Was his whole house purple, still? I hear that’s what it’s like today.
[Laughs] I… won’t touch that one! I’ll leave that one be! That’s not for me to comment on at all.
There is that song that’s been immortalized, allegedly of you two making love—“Scandalous Sex Suite.”
[Laughs] That song. Oh, I know. Oh dear! Ah, yes. Sex runs the world in a lot of ways! If only women knew how powerful they were, they’d just say “no, no more babies,” and then we’d run the world. So there you go!
As far as legendary musicians go, you were also involved in what I consider to be one of the greatest music videos ever—Tom Petty’s “Mary Jane’s Last Dance.”
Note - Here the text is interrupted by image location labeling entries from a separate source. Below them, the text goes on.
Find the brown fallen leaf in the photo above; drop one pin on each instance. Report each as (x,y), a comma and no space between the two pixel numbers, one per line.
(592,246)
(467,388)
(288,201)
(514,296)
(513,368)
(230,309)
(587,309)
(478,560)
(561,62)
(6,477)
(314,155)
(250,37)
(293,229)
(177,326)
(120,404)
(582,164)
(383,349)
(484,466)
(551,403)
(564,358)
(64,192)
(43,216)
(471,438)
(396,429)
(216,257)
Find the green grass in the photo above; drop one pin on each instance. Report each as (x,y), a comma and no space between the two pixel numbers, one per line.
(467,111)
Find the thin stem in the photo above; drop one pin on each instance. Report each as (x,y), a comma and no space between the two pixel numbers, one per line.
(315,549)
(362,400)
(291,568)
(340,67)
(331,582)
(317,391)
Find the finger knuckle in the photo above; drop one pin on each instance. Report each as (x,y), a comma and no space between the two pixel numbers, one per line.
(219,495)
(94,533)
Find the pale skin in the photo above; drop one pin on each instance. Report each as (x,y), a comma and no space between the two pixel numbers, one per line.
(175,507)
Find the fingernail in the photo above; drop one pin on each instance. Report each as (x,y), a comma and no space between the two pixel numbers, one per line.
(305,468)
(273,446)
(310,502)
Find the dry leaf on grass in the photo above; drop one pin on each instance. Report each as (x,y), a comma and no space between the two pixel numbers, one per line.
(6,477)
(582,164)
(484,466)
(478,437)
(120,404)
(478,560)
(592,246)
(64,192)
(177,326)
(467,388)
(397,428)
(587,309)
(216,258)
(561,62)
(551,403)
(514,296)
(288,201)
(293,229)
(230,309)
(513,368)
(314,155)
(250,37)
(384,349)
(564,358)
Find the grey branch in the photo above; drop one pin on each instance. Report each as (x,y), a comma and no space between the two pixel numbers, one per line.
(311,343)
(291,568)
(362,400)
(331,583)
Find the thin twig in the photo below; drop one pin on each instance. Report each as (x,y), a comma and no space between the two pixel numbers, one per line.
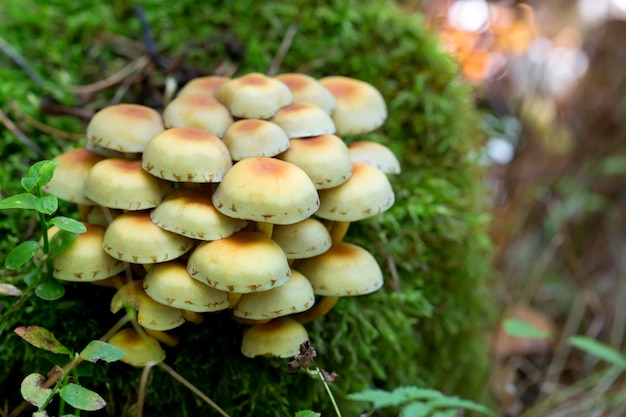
(282,51)
(8,123)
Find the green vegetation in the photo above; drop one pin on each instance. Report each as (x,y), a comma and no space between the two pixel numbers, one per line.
(426,328)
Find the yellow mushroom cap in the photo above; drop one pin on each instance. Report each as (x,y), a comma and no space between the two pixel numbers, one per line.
(85,260)
(254,96)
(124,128)
(242,263)
(295,296)
(266,190)
(248,138)
(187,155)
(324,158)
(360,107)
(198,111)
(375,154)
(307,89)
(304,239)
(133,237)
(150,314)
(123,184)
(138,352)
(280,338)
(301,119)
(366,193)
(69,176)
(343,270)
(169,283)
(190,212)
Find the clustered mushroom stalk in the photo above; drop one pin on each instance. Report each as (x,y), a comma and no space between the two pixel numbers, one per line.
(236,198)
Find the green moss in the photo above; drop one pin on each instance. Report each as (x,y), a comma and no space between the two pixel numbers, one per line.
(428,333)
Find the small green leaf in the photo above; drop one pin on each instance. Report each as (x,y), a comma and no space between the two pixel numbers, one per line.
(50,291)
(9,289)
(521,328)
(82,398)
(68,224)
(41,338)
(32,390)
(307,413)
(599,350)
(22,201)
(21,254)
(98,350)
(47,204)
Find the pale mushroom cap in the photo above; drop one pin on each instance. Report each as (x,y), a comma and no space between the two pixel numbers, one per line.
(198,111)
(360,107)
(305,88)
(295,296)
(366,193)
(304,239)
(248,138)
(280,338)
(191,213)
(85,260)
(344,270)
(169,283)
(124,127)
(242,263)
(254,96)
(375,154)
(187,155)
(133,237)
(202,86)
(325,159)
(138,352)
(301,119)
(266,190)
(150,314)
(69,176)
(123,184)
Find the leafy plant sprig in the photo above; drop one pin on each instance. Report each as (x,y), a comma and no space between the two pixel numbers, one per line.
(45,286)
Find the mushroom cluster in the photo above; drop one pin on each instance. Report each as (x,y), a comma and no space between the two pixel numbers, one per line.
(235,198)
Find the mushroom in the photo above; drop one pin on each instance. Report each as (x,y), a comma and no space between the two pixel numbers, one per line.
(279,338)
Now that was one of the coolest things I’ve ever done in my life. It was classic, wasn’t it? He was a doll, and he was so sweet and asked me to do it, and both of us are extremely shy so we just said three words to each other the whole time. I’ll never forget how heavy that dress was! And I had to be dead the whole time. You know, it’s really one of the hardest things I’ve ever done in my life, because I had to be completely weightless to be in his arms the way I was. It won all those awards, and the kids love it—even today!
Well, another thing the kids love today is Batman. Did you see the new Christian Bale ones?
Yeah, I did. They’re beautifully, beautifully done—especially The Dark Knight, the Heath Ledger one. It was cinematically beautiful, and very well-written. But I’m still very proud that I was in the first one.
Maybe it’s just because it’s the one I grew up with, but to me, the first Batman will always be THE Batman.
Oh, me too. Michael Keaton and Jack Nicholson? Listen, if I were an audience member I’d say the same thing. Where do you go from Michael Keaton and Jack Nicholson? You don’t get better than that.
Some serious dueling eyebrows.
And Michael Keaton, I love him in that scene with Vicky Vale when she says, “Look, you can tell me anything! It’s OK. Are you married? Oh my god, are you married?!” And he goes, “N-n-n-no, b-b-b-but,” and he’s trying to say Batman. Nobody could deliver that better than Michael Keaton. Nobody.
Another film that I really love that you were in is L.A. Confidential, which is not only one of the best movies of the ’90s, but one of the best film noirs.
I agree with that, too. Whether I was in it or not, it doesn’t matter—it’s one of the most beautifully executed films.
Totally. And the cast is perfect. I remember watching the Academy Awards as a kid and I was very bummed that Titanic won all the Oscars over it—except yours, of course.
Well, thank you so much, because really, the truth of the matter was that every director across the board said that Curtis [Hanson] should’ve gotten that, and he certainly deserved it.
You’re reuniting with Russell Crowe in Nice Guys, which is also a noirish flick.
That’s a bit of a secret because no one knows I’m in that, and it kind of comes out of nowhere, so it’s a fun surprise. But it was really nice to work with Russell again, and meet Ryan [Gosling]. I love him. He’s a doll.
All the ladies love The Gos.
Oh, he’s just a sweet man. He’s a sweet person. I pray to god he’s that nice in life! He’s adorable, though. He’s for real. So, lucky… what’s her name? Eva? Lucky for her. He’s beautiful, she’s beautiful, and I’m sure they’ve made a really beautiful baby.
Another film of yours that I grew up with was Wayne’s World 2, and you’re hilarious in that as the femme fatale Honey Hornée, who seduces Garth.
God, you’re hitting all the high notes! With Honey Hornée, we made her up as we went along and just tried whatever we wanted. It was Lorne Michaels, and those two [Mike Myers and Dana Carvey], god, they were hilarious. They’d take any chance at all. I’ve really been blessed with all the characters I’ve played. I really have been blessed.